Battery Inspection Module

Inspecting the inside of a lithium-ion battery during production just got easier with the battery inspection module introduced in v2023.1, which can measure and tally the anode overhangs. Battery inspection results are put into tables and can be exported as CSV files for further analysis.

What Is VG Studio?

VG Studio is a 3D image analysis program that analyzes images from industrial CT scans and is able to detect internal structures. It has applications in various industries and can determine anode and cathode size inside batteries, the fibers in a composite material, rebar in concrete and voids in castings or 3D-printed parts, for example. It can be used in metrology for quality control and in the field to maintain products, buildings and structures. It can also be used forensically to determine defective materials. It cannot be used in medical applications.

Why Use CT Scanning?

CT sees the whole object—the outside and the inside. Other measurement tools, contact and scanners, such as those using LiDAR, can only see the outside. CT uses X-rays, but unlike X-rays used for medical purposes, CT X-rays are of shorter wavelengths and more energetic so they produce finer detail and go deeper into dense material, like concrete and steel.

CT scanning is nondestructive, so the part does not have to be sacrificed.

Add-on Modules for Geometry Analysis

Volume Graphics offers an add-on that makes the software work as a coordinate measuring machine (CMM) but with one important improvement: it can see inside the part and get into crevices that small probes cannot reach and where noncontact CMMs cannot scan.

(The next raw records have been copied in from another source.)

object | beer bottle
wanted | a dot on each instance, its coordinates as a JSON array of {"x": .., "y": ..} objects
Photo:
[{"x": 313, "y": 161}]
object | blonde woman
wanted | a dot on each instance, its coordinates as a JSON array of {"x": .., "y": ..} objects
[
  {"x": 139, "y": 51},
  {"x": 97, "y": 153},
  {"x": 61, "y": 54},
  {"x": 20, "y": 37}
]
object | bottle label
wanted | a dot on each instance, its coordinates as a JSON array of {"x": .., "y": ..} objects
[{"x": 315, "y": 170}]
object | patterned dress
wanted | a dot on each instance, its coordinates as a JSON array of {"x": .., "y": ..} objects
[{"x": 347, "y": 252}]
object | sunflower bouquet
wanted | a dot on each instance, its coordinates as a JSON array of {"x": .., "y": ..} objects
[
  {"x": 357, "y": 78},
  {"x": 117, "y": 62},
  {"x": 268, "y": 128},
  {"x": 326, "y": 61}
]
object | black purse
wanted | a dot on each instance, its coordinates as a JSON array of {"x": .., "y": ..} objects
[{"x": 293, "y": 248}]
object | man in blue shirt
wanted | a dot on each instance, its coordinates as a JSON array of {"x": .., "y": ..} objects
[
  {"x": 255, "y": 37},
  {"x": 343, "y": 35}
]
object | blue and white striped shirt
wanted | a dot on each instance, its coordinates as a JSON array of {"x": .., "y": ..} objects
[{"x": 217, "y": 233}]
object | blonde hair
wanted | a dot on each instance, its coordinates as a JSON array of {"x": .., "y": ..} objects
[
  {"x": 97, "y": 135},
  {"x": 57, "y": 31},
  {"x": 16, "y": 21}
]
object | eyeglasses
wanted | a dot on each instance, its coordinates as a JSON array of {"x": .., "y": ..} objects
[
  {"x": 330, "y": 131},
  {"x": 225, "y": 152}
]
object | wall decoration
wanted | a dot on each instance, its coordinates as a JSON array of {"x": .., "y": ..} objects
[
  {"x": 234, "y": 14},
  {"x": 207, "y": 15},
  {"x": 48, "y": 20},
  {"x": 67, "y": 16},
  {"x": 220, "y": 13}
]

Several CAD formats of Creo and CATIA V5 can be imported directly into VG Studio, as can STEP and IGES formats, with their geometry serving as a reference for actual measurements.

About Volume Graphics

VG Studios is made by Volume Graphics, which is headquartered in Heidelberg, Germany. The company was acquired by Hexagon Graphics for its Manufacturing Intelligence division in 2019 for an undisclosed amount. VG Studio’s 2018 annual revenue was 25 million euros.